Monday, April 24, 2006

The Anderson Files

Editorial, NY Times
The Anderson Files

Published: April 24, 2006

Over four decades as one of Washington's most famous investigative journalists, Jack Anderson and his staff amassed thousands of documents that a lot of top officials wanted to keep secret. Mostly, they concerned embarrassing missteps or were leaks by whistle-blowers who saw things going wrong and wanted to tell somebody. But now, only a few months after Mr. Anderson's death, the Federal Bureau of Investigation wants to paw through 188 boxes of Mr. Anderson's old files to look for documents they say might have been classified somewhere along the line as secret.

The Anderson family has rightly refused to allow the F.B.I. unfettered access to these papers, arguing that such an intrusion would betray Mr. Anderson's principles as a journalist and amount to a fishing expedition that could intimidate other journalists (and their sources). As the family put it in a letter to the F.B.I., if the columnist were alive "he would resist the government's efforts with all the energy he could muster."

The reasons should be clear to anyone who values the free exchange of ideas. First, much of the substance in those documents has been published. Second, whatever is classified is probably old, and may not have deserved to be classified in the first place. At a recent hearing, Representative Christopher Shays, a Connecticut Republican, said there was widespread agreement among secrecy experts that 50 percent to 90 percent of material currently withheld from the public should not be classified. Finally, the F.B.I. should not have the right to rummage through the files of a journalist, living or dead.

F.B.I. officials say "no private person" may possess classified documents provided to that person "illegally." That sounds as though some in the administration are trying to turn the old and ambiguous Espionage Act into something approaching an official secrets act.

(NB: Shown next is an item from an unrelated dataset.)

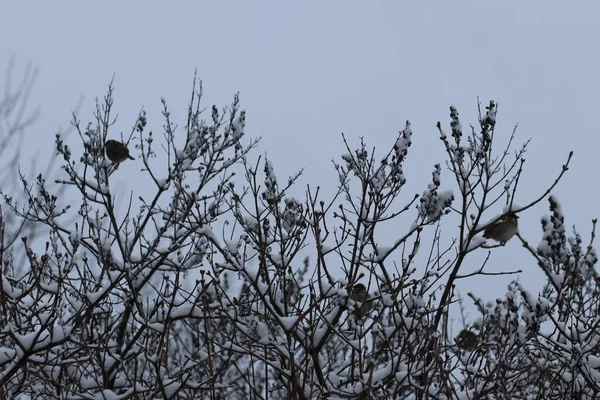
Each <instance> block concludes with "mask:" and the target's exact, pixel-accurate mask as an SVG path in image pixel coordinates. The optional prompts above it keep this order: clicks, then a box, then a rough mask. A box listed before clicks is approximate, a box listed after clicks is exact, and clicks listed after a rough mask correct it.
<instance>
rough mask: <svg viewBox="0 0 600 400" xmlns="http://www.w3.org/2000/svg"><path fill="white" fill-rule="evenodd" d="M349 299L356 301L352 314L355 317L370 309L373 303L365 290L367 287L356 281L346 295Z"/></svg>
mask: <svg viewBox="0 0 600 400" xmlns="http://www.w3.org/2000/svg"><path fill="white" fill-rule="evenodd" d="M348 297H349V298H350V300H354V301H355V302H357V303H360V305H359V304H357V305H356V308H355V311H354V315H355V316H356V318H358V319H361V318H363V317H365V316H367V314H369V312H370V311H371V308H373V303H372V302H371V300H370V297H369V293H368V292H367V288H366V287H365V285H363V284H362V283H357V284H356V285H354V286H353V287H352V288H351V289H350V293H349V295H348Z"/></svg>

It raises fears of a government merely stamping something secret and making it illegal for a journalist to possess it.

This administration always excuses its obsession with secrecy by citing national security. If that's the larger issue, is the Anderson estate really a priority? Is the public really best served in the age of high-tech terrorism by having F.B.I. agents rifling through a dead reporter's files from Iran-contra, the Keating Five and Watergate?